Moreover, unlike equity finance, bank personnel do not become involved in a business’s operations or decisions. Thus, the control of the business is still left to its owners.
It is only temporary
Next, if we borrowed an amount from a bank through a loan and we finished paying it on time and contract, it will literally come to an end. So, bank accounts are temporary depending on the amount we borrowed, as well as the agreed amount of dividend payments in a certain period. Once we have finished paying our loan, we will no longer be obliged to be involved with the bank lenders and the bank itself. With this, we can enjoy more of the running of our business while we earn.
Lastly, bank loans have tax-deductible interests. Additionally, this is best with fixed-rate loans wherein interest rates are not changing during the course of the loan. With that, loan service payments will remain the same throughout the period of the loan. Also, with these, it can make be easier for us to plan and budget our monthly loan payments. With the additional help from a spreadsheet for computing our future payments in the business, our business life can be managed easily and effectively.
Enough with the advantages, let us now proceed to the disadvantages of bank loans.

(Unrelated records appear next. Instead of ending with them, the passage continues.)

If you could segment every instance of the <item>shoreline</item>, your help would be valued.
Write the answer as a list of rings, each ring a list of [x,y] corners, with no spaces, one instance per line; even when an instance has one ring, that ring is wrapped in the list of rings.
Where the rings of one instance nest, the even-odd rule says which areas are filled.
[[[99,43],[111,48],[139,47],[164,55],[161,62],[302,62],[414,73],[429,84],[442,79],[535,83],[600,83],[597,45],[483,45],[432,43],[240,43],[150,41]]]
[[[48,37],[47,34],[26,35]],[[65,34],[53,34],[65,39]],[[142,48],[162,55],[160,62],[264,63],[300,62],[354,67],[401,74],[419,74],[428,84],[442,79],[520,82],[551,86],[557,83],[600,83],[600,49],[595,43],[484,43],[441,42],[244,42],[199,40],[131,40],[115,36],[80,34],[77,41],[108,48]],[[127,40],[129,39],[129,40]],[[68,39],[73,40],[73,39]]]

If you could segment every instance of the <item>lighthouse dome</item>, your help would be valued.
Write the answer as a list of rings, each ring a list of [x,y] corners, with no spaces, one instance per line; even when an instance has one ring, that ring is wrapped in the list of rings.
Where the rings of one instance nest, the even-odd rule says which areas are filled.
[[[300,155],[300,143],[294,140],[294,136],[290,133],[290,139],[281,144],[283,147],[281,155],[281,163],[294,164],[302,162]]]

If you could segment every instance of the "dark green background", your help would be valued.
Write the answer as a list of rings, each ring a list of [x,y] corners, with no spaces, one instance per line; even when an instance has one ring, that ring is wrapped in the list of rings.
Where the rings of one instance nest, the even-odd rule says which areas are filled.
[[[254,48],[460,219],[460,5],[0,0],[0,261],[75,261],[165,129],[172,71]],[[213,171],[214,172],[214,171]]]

Disadvantages of Bank Loans
Tough to Qualify
The top and greatest disadvantage that we can possibly encounter with bank loans are that it is tough to qualify. Here, it will be hard for us and our business unless there is a valuable collateral or a substantial track record such as real estate. This is because banks are being careful when it comes to their clients. They see to it that the clients have the capability to pay loans and to ensure that there will be no losses or defaults. Moreover, business borrowers will be required to provide personal guarantees wherein assets are seized when failure or being unable to pay the loans result.
When it comes to businesses, there can be an increase in terms of the interest rates as well as insufficient bank funding. High-interest rates in bank loans will never help with funding a business. Instead, it will only make it more difficult for us when repaying the loan. So, we better be wise when choosing a bank that offers bank loans with interest rates.